Wednesday, August 27, 2014

Clay settles differences with fire department building contractor

J-E News Editor
Clay City Council members sat down last Tuesday night to speak candidly with the contractor who had designed their new fire department and the contractor who built it.

The building was scheduled to be completed by June 30, but according to council members, the city has been locked out of the building since the deadline came and went.
At a meeting earlier this month, Fire Chief Jeremy Moore also told the council that when a contractor had come to relocate the fire department’s sirens, it had been discovered that some of the three phase wiring had been installed using aluminum wiring. While aluminum wiring is not a violation of the electric code, it was listed as ‘prohibited’ by the city’s approved building schematics.
After opening the meeting in the council chambers, the council adjourned to the fire station. Following a tour of the building, the meeting was continued at the fire department.
“I came down here with only two issues I was concerned with,” Mayor Rick Householder said. “My number one concern is the aluminum wiring. It has to be fixed. My other concern was the bathroom.

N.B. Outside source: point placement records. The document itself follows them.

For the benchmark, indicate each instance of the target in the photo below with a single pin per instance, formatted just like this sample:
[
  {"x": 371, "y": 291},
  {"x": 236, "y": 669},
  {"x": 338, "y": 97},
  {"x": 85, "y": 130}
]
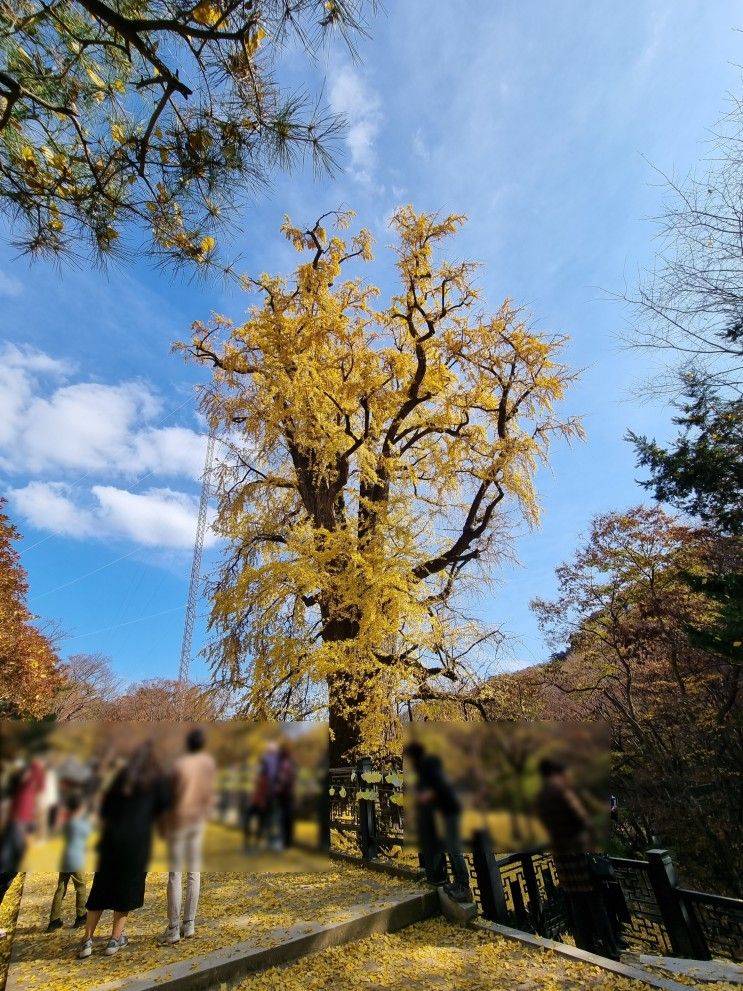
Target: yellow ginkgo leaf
[
  {"x": 206, "y": 13},
  {"x": 254, "y": 41},
  {"x": 94, "y": 77}
]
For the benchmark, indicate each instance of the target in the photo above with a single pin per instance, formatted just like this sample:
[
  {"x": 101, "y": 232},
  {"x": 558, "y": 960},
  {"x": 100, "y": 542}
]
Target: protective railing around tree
[{"x": 522, "y": 889}]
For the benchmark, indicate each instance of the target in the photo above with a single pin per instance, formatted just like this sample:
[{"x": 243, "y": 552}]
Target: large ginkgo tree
[{"x": 379, "y": 455}]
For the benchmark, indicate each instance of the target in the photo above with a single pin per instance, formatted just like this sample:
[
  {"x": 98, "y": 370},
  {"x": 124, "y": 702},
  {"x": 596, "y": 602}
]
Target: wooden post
[
  {"x": 367, "y": 815},
  {"x": 489, "y": 881},
  {"x": 686, "y": 936}
]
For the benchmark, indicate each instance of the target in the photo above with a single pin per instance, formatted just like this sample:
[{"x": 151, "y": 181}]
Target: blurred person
[
  {"x": 435, "y": 793},
  {"x": 193, "y": 793},
  {"x": 24, "y": 806},
  {"x": 567, "y": 822},
  {"x": 48, "y": 803},
  {"x": 91, "y": 786},
  {"x": 13, "y": 839},
  {"x": 252, "y": 812},
  {"x": 286, "y": 778},
  {"x": 75, "y": 831},
  {"x": 135, "y": 799},
  {"x": 268, "y": 778}
]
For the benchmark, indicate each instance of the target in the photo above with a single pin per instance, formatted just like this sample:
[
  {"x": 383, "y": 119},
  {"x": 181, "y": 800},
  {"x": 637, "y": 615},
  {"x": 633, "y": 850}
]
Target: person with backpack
[
  {"x": 435, "y": 793},
  {"x": 133, "y": 802},
  {"x": 568, "y": 824},
  {"x": 75, "y": 831},
  {"x": 193, "y": 793}
]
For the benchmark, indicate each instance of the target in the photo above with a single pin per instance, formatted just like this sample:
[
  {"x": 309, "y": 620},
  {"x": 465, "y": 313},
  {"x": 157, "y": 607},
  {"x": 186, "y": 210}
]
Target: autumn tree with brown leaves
[
  {"x": 624, "y": 610},
  {"x": 29, "y": 665}
]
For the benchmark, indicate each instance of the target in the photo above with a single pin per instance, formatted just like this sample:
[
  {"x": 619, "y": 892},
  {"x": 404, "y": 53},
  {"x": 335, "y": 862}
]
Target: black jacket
[{"x": 431, "y": 777}]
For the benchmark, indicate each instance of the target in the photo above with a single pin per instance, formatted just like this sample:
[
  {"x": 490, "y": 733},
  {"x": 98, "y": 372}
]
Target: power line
[
  {"x": 118, "y": 626},
  {"x": 193, "y": 585},
  {"x": 74, "y": 581}
]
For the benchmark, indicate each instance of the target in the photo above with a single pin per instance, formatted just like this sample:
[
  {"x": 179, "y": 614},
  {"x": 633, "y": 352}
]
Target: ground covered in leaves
[
  {"x": 233, "y": 907},
  {"x": 8, "y": 913},
  {"x": 436, "y": 954}
]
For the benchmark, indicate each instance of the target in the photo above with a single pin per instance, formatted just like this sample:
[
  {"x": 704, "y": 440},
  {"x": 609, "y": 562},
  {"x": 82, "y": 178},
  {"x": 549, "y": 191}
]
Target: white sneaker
[
  {"x": 114, "y": 945},
  {"x": 169, "y": 937},
  {"x": 86, "y": 948}
]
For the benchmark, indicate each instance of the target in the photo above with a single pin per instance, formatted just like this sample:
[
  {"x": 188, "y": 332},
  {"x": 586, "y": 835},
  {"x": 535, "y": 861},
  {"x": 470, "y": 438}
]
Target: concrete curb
[
  {"x": 380, "y": 866},
  {"x": 564, "y": 950},
  {"x": 231, "y": 964}
]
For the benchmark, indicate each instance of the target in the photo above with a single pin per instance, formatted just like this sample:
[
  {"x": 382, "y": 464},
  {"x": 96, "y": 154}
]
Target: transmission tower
[{"x": 198, "y": 547}]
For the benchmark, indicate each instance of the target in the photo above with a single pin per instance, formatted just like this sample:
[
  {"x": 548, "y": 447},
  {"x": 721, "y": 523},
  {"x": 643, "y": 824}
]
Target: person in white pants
[{"x": 194, "y": 781}]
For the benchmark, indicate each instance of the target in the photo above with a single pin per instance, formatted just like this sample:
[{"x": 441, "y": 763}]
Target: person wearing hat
[
  {"x": 435, "y": 793},
  {"x": 568, "y": 824}
]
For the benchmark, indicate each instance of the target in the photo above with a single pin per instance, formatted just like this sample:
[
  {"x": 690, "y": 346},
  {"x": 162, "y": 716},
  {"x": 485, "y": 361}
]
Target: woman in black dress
[{"x": 136, "y": 798}]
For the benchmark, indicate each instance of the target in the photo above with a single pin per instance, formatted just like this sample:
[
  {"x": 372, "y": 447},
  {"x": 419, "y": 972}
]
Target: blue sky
[{"x": 537, "y": 120}]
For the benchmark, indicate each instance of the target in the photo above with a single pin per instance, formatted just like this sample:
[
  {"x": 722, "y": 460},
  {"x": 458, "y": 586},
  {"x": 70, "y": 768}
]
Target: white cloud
[
  {"x": 9, "y": 285},
  {"x": 155, "y": 518},
  {"x": 350, "y": 96},
  {"x": 51, "y": 425},
  {"x": 47, "y": 506}
]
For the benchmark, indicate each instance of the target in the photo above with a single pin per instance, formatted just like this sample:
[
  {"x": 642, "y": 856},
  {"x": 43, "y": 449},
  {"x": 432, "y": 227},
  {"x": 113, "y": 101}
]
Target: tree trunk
[{"x": 344, "y": 699}]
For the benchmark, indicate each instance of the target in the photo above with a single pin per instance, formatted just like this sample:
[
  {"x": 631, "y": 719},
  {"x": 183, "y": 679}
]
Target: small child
[{"x": 75, "y": 832}]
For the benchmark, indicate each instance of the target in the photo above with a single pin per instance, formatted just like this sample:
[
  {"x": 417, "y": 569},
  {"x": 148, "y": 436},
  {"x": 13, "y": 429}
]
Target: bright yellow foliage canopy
[{"x": 379, "y": 455}]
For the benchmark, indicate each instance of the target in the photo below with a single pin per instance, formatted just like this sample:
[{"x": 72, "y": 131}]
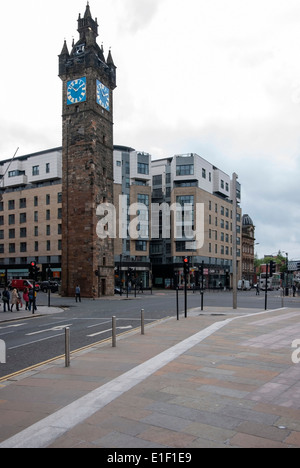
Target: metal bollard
[
  {"x": 142, "y": 322},
  {"x": 67, "y": 347},
  {"x": 114, "y": 332}
]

It looks like something you would see in a bar or at a rodeo.”
Engineer Duke Gaston told the council that although he had not specifically listed metal stalls in the blueprints, he never imagined that wood stalls would be considered.
“I’ve done 100 buildings and never once had to say ‘don’t use wooden stalls’,” Gaston said. “When I came down David Miller (contractor) was already putting the wood stalls up. I told him they needed to be metal, but he said someone with the city told him they would be okay as long as they looked good.”

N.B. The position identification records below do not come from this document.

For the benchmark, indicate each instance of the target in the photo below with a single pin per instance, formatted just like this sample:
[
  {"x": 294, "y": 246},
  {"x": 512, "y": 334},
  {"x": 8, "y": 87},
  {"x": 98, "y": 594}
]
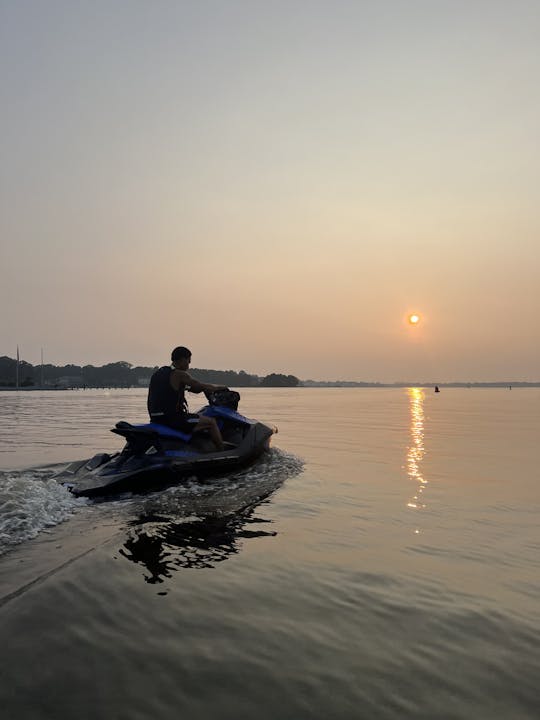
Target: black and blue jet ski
[{"x": 156, "y": 456}]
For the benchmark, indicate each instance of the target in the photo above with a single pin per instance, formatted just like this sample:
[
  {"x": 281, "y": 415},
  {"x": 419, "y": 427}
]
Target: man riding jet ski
[
  {"x": 175, "y": 444},
  {"x": 167, "y": 403}
]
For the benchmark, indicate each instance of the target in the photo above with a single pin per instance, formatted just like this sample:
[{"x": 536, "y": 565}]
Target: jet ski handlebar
[{"x": 224, "y": 398}]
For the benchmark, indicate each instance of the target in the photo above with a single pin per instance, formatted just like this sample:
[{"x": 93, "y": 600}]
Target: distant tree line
[{"x": 122, "y": 374}]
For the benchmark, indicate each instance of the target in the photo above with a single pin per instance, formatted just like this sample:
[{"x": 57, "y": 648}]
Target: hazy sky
[{"x": 274, "y": 184}]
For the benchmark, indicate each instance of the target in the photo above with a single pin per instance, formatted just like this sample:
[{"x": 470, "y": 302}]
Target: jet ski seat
[{"x": 124, "y": 428}]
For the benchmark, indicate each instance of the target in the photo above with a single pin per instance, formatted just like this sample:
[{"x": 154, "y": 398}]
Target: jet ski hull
[{"x": 155, "y": 457}]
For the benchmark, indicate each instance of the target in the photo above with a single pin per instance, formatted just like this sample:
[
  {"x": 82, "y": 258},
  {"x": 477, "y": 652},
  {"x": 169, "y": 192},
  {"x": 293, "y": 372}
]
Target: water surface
[{"x": 380, "y": 562}]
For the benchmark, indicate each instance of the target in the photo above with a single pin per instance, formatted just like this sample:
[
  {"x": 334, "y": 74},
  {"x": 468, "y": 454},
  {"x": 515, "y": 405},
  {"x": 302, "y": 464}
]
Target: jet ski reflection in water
[{"x": 156, "y": 455}]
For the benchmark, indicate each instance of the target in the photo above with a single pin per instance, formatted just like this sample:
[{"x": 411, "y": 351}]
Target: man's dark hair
[{"x": 180, "y": 352}]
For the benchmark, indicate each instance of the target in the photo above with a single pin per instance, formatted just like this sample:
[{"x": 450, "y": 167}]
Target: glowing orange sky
[{"x": 276, "y": 187}]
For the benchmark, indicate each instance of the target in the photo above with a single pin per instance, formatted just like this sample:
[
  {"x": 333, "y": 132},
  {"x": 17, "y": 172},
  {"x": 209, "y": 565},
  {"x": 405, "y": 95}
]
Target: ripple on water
[{"x": 31, "y": 502}]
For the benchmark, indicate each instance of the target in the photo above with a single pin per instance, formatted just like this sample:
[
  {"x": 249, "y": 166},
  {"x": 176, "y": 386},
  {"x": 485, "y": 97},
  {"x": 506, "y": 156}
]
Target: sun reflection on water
[{"x": 416, "y": 451}]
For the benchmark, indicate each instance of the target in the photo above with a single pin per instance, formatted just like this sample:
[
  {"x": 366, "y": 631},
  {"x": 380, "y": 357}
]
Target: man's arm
[{"x": 181, "y": 377}]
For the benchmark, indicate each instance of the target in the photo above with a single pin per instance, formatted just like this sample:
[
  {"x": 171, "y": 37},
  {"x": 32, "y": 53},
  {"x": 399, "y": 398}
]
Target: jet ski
[{"x": 156, "y": 456}]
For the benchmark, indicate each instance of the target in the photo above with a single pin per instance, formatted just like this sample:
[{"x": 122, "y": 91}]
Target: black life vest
[{"x": 162, "y": 398}]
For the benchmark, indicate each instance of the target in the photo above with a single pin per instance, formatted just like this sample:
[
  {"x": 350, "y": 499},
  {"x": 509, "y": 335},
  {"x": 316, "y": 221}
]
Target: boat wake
[{"x": 31, "y": 502}]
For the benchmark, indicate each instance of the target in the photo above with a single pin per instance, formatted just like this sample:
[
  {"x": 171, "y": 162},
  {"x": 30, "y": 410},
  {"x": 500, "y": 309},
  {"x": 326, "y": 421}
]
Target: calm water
[{"x": 380, "y": 562}]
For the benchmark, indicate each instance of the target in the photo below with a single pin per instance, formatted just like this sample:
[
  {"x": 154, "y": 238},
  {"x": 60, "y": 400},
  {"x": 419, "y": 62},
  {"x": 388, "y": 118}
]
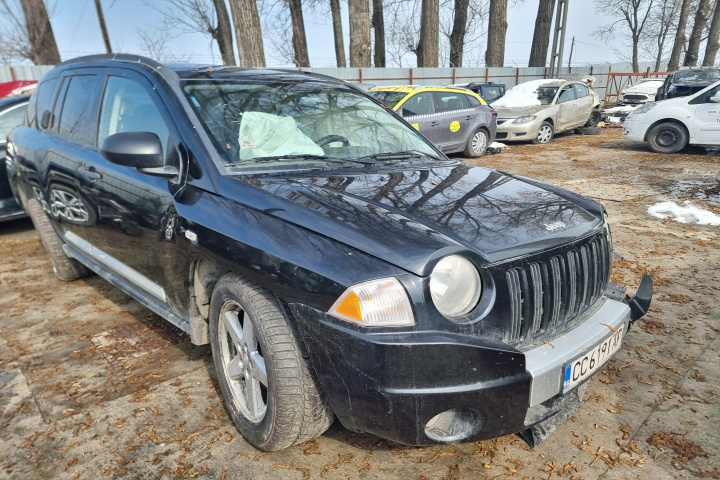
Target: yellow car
[{"x": 454, "y": 119}]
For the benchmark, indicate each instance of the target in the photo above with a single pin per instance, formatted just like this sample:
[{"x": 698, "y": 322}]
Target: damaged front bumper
[{"x": 424, "y": 388}]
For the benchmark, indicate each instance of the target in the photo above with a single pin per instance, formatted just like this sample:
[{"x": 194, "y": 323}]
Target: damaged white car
[{"x": 537, "y": 110}]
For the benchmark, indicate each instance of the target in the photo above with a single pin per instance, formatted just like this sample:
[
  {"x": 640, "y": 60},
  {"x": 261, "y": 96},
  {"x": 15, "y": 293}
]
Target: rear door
[
  {"x": 566, "y": 108},
  {"x": 419, "y": 110},
  {"x": 71, "y": 133},
  {"x": 706, "y": 125}
]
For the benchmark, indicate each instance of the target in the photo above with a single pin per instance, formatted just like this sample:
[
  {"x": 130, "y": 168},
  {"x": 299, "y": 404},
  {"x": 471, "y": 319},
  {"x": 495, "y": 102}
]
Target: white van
[{"x": 670, "y": 125}]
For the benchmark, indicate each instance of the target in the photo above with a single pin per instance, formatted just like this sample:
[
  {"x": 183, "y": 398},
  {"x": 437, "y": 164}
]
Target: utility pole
[
  {"x": 560, "y": 24},
  {"x": 103, "y": 27}
]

That seemed to be at the heart of the issues the city is facing with the building; a lack of good communications.
“My responsibility somewhat stops at the end of the design phase. I did come down every two or three weeks to check on the progress. I was getting a bit frustrated that decisions were being made and I’d come down and not know what was going on,” Gaston said. “By the time I got here the wood stalls were already being put in. I didn’t like them. But since someone from the city had given him permission to use them, I didn’t feel it was my place to tell him to take them out.”
Council members agreed that none of them liked the wooden stalls for the bathrooms, voting unanimously that they needed to be replaced with metal stalls before the city took ownership of the building.
They also instructed Miller to have the electrical contractor come back and replace the aluminum wiring with copper, which is what they had paid for.
In the end, all sides agreed on a tentative 30-day completion date. The only hold up would be refinishing the floors in the office area of the building.
When the floors were painted, the stain had not reacted the way it was expected to, leaving them with a sticking feel.
“I’m more tore up about the floors than I was the bathroom stalls,” said Householder.
Miller said that he would have someone from Sherwin Williams to take a look at the floors to see what could be done.